There was no direction coming from the US Federal Reserve on Wednesday evening as the Fed kept rates steady and indicated that its focus has now moved to looking at gobal markets rather than zeroing in on its own data in determining a rise in rates.
The Fed noted the strong labour market which could still be the main argument for putting up rates in future.
"In SA it will be the SARB meeting where a hike of 25 basis is expected, while some are going for 50. If it is the latter, we could see some strength in the rand, but as an importer I would be there to buy some USD below 16.35 and to keep buying it down," said Adam Phillips, independent treasury specialist to corporates at Umkhulu Consulting, in his morning note to clients.

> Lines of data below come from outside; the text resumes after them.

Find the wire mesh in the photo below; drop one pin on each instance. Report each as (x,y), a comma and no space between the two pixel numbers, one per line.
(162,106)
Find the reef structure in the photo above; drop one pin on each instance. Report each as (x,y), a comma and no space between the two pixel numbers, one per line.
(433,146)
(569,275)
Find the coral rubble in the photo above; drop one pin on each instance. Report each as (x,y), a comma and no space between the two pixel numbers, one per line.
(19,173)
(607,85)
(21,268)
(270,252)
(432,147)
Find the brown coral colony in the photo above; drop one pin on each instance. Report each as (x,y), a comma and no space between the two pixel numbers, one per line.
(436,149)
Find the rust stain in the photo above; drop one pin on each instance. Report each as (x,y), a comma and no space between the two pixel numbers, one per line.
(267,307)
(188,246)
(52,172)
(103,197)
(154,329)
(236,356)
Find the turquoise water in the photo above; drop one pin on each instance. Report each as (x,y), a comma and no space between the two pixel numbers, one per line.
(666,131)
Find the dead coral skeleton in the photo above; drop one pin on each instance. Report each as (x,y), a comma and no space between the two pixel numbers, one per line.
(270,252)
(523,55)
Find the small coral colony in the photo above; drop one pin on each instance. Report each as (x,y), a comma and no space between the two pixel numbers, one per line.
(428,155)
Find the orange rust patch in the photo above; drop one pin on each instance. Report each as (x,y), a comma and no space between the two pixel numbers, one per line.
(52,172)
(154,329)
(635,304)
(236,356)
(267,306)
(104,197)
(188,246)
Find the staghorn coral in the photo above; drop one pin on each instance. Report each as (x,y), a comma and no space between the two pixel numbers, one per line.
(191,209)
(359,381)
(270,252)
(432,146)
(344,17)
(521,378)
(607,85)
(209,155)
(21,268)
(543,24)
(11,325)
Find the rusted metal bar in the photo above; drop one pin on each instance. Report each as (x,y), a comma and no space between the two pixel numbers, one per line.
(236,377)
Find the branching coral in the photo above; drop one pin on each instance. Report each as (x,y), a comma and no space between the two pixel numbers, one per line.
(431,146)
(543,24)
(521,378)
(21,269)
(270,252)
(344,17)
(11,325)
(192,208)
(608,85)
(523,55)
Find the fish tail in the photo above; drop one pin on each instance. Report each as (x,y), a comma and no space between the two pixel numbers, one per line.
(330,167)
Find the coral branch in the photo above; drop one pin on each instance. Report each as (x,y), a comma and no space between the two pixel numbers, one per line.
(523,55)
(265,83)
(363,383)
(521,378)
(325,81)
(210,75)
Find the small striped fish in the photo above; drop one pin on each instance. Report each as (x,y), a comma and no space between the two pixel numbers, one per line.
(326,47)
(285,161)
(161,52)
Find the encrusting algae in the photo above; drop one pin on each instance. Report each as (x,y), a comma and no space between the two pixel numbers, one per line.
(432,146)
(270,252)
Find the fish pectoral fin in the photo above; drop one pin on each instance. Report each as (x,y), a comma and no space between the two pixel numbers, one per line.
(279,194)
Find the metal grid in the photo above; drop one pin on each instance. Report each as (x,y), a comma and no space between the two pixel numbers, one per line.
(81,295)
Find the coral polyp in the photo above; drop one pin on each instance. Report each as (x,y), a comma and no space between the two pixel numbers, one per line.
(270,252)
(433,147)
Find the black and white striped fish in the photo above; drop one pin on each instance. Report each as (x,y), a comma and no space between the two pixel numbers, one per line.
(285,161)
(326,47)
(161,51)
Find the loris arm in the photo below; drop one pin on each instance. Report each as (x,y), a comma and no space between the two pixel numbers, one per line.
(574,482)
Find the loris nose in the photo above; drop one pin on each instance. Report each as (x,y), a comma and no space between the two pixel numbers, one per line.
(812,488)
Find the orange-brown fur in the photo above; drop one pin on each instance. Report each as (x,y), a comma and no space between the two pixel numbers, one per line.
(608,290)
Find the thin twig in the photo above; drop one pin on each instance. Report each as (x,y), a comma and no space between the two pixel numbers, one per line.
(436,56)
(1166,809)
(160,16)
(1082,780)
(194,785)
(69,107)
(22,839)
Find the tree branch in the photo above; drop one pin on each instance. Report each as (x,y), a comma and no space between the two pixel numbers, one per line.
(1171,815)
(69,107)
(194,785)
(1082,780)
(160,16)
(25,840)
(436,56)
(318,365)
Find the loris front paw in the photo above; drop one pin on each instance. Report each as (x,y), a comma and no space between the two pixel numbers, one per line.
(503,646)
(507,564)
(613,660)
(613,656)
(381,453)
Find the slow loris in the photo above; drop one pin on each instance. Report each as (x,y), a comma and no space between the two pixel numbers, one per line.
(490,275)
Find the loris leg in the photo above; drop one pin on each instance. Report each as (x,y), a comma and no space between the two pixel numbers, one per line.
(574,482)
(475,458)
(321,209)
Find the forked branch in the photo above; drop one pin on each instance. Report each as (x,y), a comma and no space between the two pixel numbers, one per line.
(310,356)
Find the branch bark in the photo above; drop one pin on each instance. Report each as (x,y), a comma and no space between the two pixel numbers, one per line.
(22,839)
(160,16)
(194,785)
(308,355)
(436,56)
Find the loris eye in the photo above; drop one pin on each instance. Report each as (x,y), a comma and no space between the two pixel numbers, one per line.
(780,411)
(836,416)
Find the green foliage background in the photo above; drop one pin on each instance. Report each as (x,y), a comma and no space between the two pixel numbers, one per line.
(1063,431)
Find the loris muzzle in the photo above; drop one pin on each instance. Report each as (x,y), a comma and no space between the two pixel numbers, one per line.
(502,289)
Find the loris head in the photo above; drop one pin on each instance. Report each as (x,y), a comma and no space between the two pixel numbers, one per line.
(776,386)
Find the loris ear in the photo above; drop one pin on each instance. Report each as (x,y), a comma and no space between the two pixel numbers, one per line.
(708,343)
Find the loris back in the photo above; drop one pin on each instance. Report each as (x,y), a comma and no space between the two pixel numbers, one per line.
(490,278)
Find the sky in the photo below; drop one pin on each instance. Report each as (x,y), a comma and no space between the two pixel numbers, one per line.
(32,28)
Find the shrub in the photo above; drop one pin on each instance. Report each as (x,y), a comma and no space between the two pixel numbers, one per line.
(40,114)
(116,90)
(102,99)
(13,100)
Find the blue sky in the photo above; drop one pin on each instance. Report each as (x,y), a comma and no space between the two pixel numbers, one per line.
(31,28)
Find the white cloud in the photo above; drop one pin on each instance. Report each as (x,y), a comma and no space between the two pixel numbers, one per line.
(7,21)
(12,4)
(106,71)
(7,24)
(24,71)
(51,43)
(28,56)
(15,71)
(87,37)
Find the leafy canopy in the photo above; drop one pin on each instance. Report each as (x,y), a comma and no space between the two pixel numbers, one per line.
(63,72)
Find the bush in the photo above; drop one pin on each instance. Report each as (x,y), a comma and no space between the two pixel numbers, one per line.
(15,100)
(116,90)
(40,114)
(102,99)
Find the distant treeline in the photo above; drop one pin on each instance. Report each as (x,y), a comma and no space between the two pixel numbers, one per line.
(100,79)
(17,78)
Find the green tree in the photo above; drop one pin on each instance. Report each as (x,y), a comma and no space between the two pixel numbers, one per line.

"We forecast a larger incremental 50bp (basis-point) rate hike this time, given both an extended breach of the 6% target ceiling in our CPI (consumer price index) outlook and heightened inflation risks (in ZAR and food prices mostly)," said Citi Research on Monday.
"No matter which path the Sarb chooses, we see a total 100bp (basis point) in rate hikes in 2016. To do a 50bp hike now makes sense to us for it gives the MPC more options in March (pause, +25bp or +50bp) which keeps it ahead of the curve."
On Thursday morning the rand was little changed at R16.43, but the movement in the local unit later in the day "will be governed by the size of the rate hike". PPI data will be released before the Sarb governor speaks at 15:00.